Hi Dobes,
Looking at the BSON spec [1], it seems that BSON works like JSON: a null isn't
a null of some type, it is just null. So, if Drill sees, say, 10 nulls, and has
to create a vector to store them, it doesn't know which type to use. In fact,
if BSON worked any other way, there could not be a 1:1 translation between the
two.
This contrasts with the SQL model where a NULL is a NULL INT or a NULL VARCHAR;
never just a NULL. Makes sense: all values in a SQL column must be of the same
type so NULLs are of that column type.
And here we have the fundamental conflict between SQL and JSON. If I have a
field "c" in three JSON objects, JSON does not care if those three fields have
the same type or wildly differing types (null, Integer, object, say.) SQL,
however, gets its convenience from types being implicit and constant: the data
dictionary gives the types so the user does not have to.
Drill has a UNION type (called a "Variant" in some DBs) that can hold, say, a
NULL a FLOAT8 and an object (MAP). Perfect! But, how do you sum, sort or group
by this monster? How do you send the results to JDBC or ODBC? How to you chart
a UNION?
Trying to get SQL to act like JSON (or visa-versa) has been an ongoing conflict
for the life of the Drill project (and, for me, with a BI tool before that.)
The best we can do is to say that Drill works on the subset of JSON which
represents a tabular structure (same types on fields of the same name across
objects.) That is, Drill works if the JSON was created by the equivalent of a
SQL query (with nested structure to "un-join" tables.) But, we still need to
deal with untyped nulls.
The "sample the first batch" approach only works if we can guarantee a non-null
value appears in the first batch, always. I'd not bet on it. A query of one row
("Johnny's result from the test on Tuesday" when Johnny was absent and so
"points" is null) will confuse the JDBC client programmed to expect a (possibly
null) double.
What we need is a way to know that "when column `points` does appear, it will
be a FLOAT8". This is what the "provided schema" does: you can specify just the
problematic columns. For files, we put the schema file in the table directory.

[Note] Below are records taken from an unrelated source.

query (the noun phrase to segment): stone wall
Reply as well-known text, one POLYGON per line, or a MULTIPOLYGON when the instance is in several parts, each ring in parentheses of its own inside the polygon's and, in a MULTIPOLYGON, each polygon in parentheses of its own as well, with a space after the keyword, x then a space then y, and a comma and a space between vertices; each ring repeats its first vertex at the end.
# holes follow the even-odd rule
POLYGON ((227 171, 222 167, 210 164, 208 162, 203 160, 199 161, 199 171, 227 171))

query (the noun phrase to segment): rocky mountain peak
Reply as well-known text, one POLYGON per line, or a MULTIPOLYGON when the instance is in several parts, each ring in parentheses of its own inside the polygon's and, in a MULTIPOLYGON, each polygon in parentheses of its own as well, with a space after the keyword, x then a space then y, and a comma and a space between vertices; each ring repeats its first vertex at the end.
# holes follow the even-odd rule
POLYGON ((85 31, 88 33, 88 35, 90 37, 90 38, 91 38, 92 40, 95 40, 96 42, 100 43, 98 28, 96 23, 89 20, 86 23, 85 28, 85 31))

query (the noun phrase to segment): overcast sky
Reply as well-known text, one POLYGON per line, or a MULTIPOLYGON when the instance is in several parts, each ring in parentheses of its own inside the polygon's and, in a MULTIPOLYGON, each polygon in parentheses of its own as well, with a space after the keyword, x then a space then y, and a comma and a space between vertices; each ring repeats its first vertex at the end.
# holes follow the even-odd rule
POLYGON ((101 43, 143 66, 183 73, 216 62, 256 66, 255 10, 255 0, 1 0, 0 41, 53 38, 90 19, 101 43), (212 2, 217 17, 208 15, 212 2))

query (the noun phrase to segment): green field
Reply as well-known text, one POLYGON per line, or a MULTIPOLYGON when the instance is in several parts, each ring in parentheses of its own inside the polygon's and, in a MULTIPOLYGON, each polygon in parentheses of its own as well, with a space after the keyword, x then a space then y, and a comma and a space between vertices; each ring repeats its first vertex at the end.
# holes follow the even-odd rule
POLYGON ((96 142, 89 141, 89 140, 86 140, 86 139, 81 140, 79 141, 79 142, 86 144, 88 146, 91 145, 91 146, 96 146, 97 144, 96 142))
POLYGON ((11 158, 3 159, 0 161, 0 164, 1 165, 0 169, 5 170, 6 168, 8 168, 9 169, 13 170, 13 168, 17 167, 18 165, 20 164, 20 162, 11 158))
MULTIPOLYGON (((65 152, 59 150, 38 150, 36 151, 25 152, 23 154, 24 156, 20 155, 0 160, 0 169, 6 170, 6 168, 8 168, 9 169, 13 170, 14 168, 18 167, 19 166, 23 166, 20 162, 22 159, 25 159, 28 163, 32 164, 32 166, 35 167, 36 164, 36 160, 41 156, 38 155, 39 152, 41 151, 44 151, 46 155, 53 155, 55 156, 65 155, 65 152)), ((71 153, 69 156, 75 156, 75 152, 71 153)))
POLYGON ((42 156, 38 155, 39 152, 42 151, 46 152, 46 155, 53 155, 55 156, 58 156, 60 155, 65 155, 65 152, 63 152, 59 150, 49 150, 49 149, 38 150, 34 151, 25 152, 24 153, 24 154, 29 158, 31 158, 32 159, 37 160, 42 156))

This is very light-weight: when a conflict occurs, add a hint to make the
problem go away.
But, there is no directory in Mongo where we can stash a schema file. So, what
we need is some other place to store that annotation. Maybe something
associated with the storage plugin for something like Mongo: "for this Mongo
server, `points` is FLOAT8." Or something fancier if, say, students, teachers,
assignments and tests are all just objects (with some type field) in a single
Mongo "table."
Thinking a bit more broadly, I'd guess that the data comes from somewhere,
perhaps a web form. If so, then the UI designer certainly knew what type she
was gathering. If it is a DB extract, the original source had a type. Scantron?
Has a type. PowerSchool/SchoolWires/Moodle/Whatever likely store data in a DB,
so it has a type. If you ETL to Parquet for storage in S3, Parquet needs a
type. So, somebody knows the type. We just have to let Drill in on the secret.
Would some kind of hint-based model work for your use case? Some idea that
would be better?
Thanks,
- Paul
[1] http://bsonspec.org/spec.html
On Tuesday, February 25, 2020, 10:17:56 PM PST, Dobes Vandermeer
<[email protected]> wrote:
Hi Paul,
It seems to me that the type of the columns in a JSON file is "JSON" - e.g.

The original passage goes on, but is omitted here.